Skip to content

Parquet

The format to standardize on. Parquet files are compressed, store the column types (dates stay dates), and can be read partially — dpyr only touches the columns and rows your chain needs. If your project reads the same data many times, convert it to parquet once:

read("survey.csv").write("survey.parquet")

Reading

from dpyr import read, col

trees = read("trees.parquet")        # .pq works too
trees.filter(col.species == "sugar maple").collect()

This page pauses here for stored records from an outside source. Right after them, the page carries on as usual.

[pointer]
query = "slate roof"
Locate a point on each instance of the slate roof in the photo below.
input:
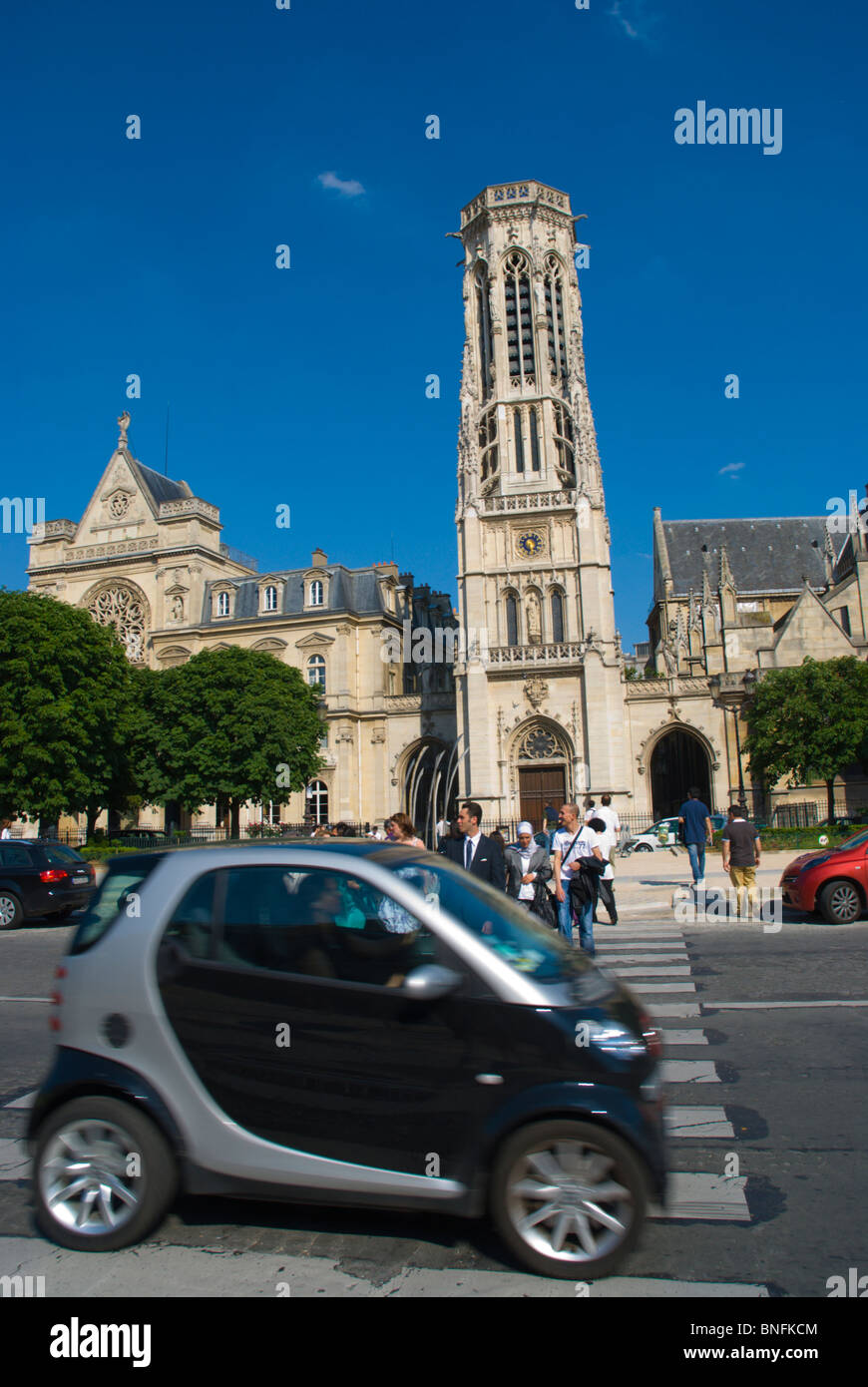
(349, 590)
(765, 555)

No options, no second argument — a parquet file is one table, complete with its schema. Reads are lazy scans: opening the file is instant, and work happens at collect().

Many files at once

Globs work, which is how partitioned datasets are usually stored:

read("plots/*.parquet")          # every file in the folder, one frame
read("logs/2026-*/**.parquet")   # nested folders too

All files must share the same columns; they're read as one big table.

Writing

result.write("summary.parquet")

On the duckdb backend this compiles to an in-engine COPY (<query>) TO ... (FORMAT PARQUET) — the rows go straight from the database to the file. On polars it streams, so results larger than RAM can still be written.

When things go wrong

  • File doesn't exist — the error names the path; check spelling and working directory.
  • read(table=...) does not apply to parquet files — you passed a second argument. Parquet has no sheets or tables; just the path.
  • Glob matches nothing — you'll get an empty-source error from the engine. Test the pattern with import glob; glob.glob("plots/*.parquet").

Good to know

  • Parquet + dpyr is the lazy combination: read() costs nothing, and filters and column selections are pushed into the file read itself.
  • This is also the best format for remote data — over HTTP or S3, only the needed byte ranges are downloaded.